An excellent question. The "traffic engineer" profession is deeply broken. https://www.nytimes.com/2023/01/06/us/widen-highways-traffic.html
Widening Highways Doesn’t Fix Traffic. So Why Do We Keep Doing It?

With billions of dollars available to improve transportation infrastructure, states have a chance to try new strategies for addressing congestion. But some habits are hard to break.

The New York Times

We now have overwhelming evidence from a million different directions that sprawly car culture *doesn't work*. Suburbs don't pay for themselves. More lanes don't decrease traffic. Stroads kill people & inhibit economic growth. Parking is economic deadweight.

We refuse to learn.

The whole car/sprawl complex has reached such size & momentum that it just thunders on despite all this evidence -- one of many ways the US punches itself in the face over & over again while bragging about exceptionalism.
The one real change that dopey car-addled politicians & traffic engineers *have* embraced is ... replicating the problem underground, in tunnels.
@drvolts it's common sense, but whenever you're digging tunnels (high cost) instead of using the surface, whatever you're building better be worthy of that cost; more roads for cars simply do not cut it
@drvolts I think that the problem is not that we refuse to learn or that politicians are addled, but that small perturbations all have negative impacts on large numbers of people. When you eliminate parking or lanes of traffic, the average person ends up spending a lot more time doing things that they would rather not, and the public transit is not there to take up the slack.
Only a big program, comparable to the interstate highway system, is going to seem like progress.
@drvolts all while hating traffic!
@drvolts and now it’s to the point where folks defend the way it is because of how far down that path we are …. Basically it’s “too much work to change now” is the defense, along with “this is what Americans want” … “freedom in their own cars” .. very frustrating
@drvolts As I get older I dislike cars more every day. Once retired hopefully we’ll move to a city where they’re not needed🤞🤞🤞
@kbird @drvolts I did that in my early 30s (happily not work-constrained, though left a great job to make the move). Would recommend.
@drvolts
Part of why suburban sprawl continues is that it solves some problems, they just aren't problems that really have to do with housing. Suburbs are a way to keep some of the middle class afloat in the face of wages that aren't going up through homeownership and home values that are perpetually increasing much faster than incomes. For policymakers this has been the solution that enables their total refusal to address inequality in the distribution of the benefits of economic growth.
@drvolts
And that's just one problem it "solves", there's a whole raft of things that should be addressed directly that sprawl is the solution to.
@Lacci
The United States mostly papers over cracks policy wise. We rarely can get ourselves together enough to address pressing problems so we often go all in on non-solutions.
@Lacci
Sometimes we do manage to address things directly, but mostly we've succeeded in kicking the can down the road. So for example instead of fixing healthcare long term the ACA made enough improvements to offset encroaching healthcare issues for perhaps a decade. It was a huge accomplishment, but healthcare is a crisis still in 2023.
The percentage of the population that is uninsured or has insurance so bad they can't afford basic care is higher in 2023 than it was in 2010. The uninsured rate is a bit over 10% instead of 12% in 2010, which is huge for those millions of people if they have a catastrophe. But 5% more of the population is underinsured now. It's much better than it would have been had we done nothing, but not close to good enough. And that's about as good as it gets in US policymaking in my lifetime.
@Lacci
@drvolts the problem with more lanes is that to actually resolve traffic you would need so many lanes the roads would take up more space than housing

@drvolts Vehicles as status symbols and as a spending priority are an aspect of this cancer.

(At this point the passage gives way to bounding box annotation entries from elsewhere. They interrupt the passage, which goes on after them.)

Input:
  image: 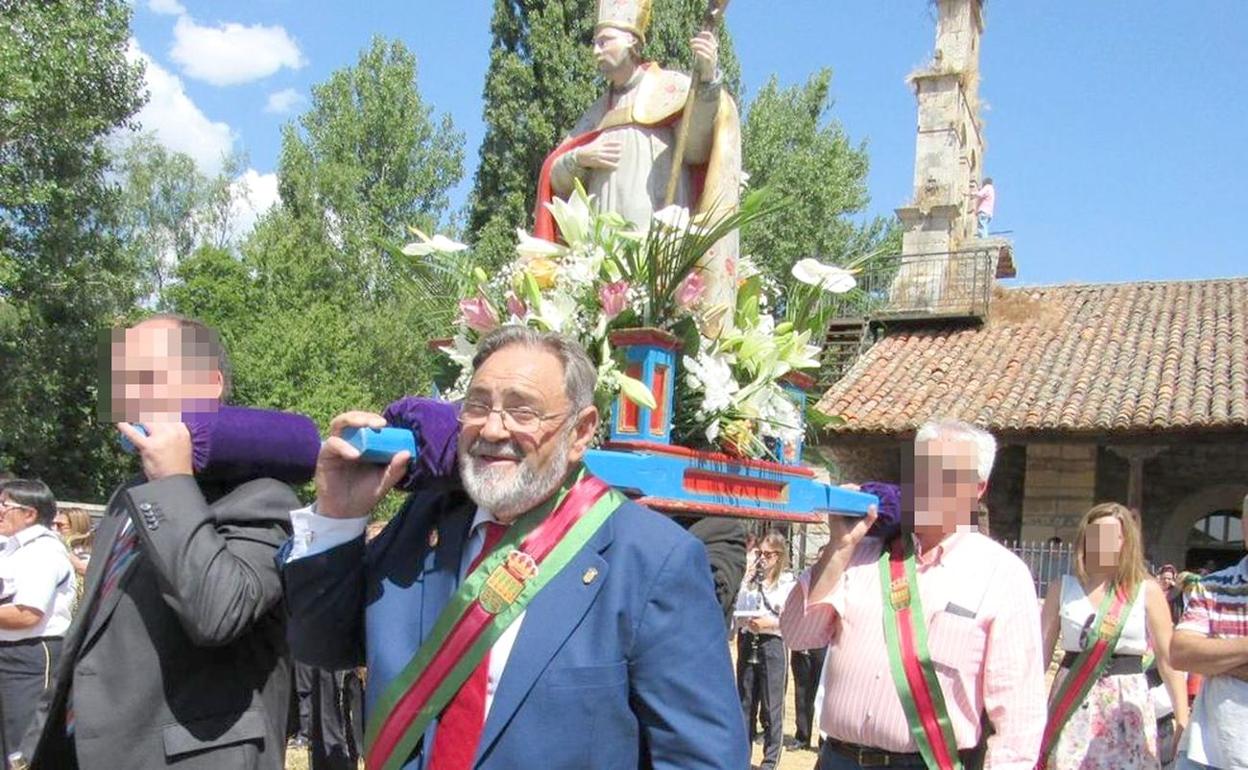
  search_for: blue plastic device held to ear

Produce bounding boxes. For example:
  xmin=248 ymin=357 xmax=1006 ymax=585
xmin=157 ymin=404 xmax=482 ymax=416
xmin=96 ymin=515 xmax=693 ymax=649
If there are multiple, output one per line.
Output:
xmin=117 ymin=423 xmax=151 ymax=454
xmin=341 ymin=428 xmax=421 ymax=465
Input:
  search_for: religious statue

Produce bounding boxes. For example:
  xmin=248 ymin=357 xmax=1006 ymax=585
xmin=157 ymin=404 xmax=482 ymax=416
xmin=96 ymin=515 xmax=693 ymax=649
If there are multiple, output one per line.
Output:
xmin=534 ymin=0 xmax=741 ymax=329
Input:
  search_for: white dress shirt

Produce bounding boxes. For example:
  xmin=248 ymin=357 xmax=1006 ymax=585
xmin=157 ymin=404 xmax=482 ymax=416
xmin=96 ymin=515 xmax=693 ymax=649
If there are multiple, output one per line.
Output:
xmin=287 ymin=503 xmax=524 ymax=715
xmin=0 ymin=524 xmax=77 ymax=641
xmin=735 ymin=570 xmax=797 ymax=636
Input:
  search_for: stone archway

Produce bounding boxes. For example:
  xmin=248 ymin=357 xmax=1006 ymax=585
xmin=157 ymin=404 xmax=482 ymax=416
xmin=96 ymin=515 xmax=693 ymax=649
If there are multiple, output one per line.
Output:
xmin=1152 ymin=484 xmax=1248 ymax=564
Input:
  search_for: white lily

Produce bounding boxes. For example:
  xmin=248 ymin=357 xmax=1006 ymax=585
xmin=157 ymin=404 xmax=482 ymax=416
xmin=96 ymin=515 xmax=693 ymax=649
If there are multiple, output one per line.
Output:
xmin=515 ymin=227 xmax=568 ymax=262
xmin=650 ymin=203 xmax=709 ymax=235
xmin=403 ymin=227 xmax=468 ymax=257
xmin=792 ymin=257 xmax=857 ymax=295
xmin=545 ymin=190 xmax=590 ymax=246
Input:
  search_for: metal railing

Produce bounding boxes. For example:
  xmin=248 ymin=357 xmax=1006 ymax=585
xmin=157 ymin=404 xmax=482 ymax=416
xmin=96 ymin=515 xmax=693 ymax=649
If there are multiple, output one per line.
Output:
xmin=1002 ymin=540 xmax=1075 ymax=599
xmin=834 ymin=248 xmax=998 ymax=321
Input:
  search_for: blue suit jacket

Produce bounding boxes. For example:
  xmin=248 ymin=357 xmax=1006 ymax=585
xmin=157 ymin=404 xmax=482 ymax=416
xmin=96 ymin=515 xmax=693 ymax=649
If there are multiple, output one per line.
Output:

How many of us have neighbors in dual-income households, who can't find $10K to spend on landscaping or plumbing issues but have $150,000 worth of cars in their driveway. Teslas at the laundromat are not a rare sight in Los Angeles.

@drvolts @chriscaple It also permanently destroys the best farmland, just as we’re about to need it the most due to climate change and catastrophic disruptions in globalized agricultural supply chains.
@drvolts It’s really bad in the west. My dad’s home outside Tucson has a zero walking score. I’m looking to live car-free in Denver and it’s tough.
@drvolts Do you any book or article recommendations on the topic of suburbs paying or not paying for themselves?

@drvolts My favorite example right now is the push to spend an 11-figure sum — under a second-term Dem governor! — to widen the approach road to a trans-Hudson tunnel that will continue to have exactly as many lanes as it has now.

Like … what? https://www.nytimes.com/2022/12/19/nyregion/holland-tunnel-turnpike-extension.html

Can a $10 Billion Highway Fix One of New Jersey’s Worst Traffic Jams?

And, in the face of climate change, should it? A plan to widen the highway that leads into the Holland Tunnel is fueling heated debate.

@drvolts
I would love to have a better train & bus system in our state.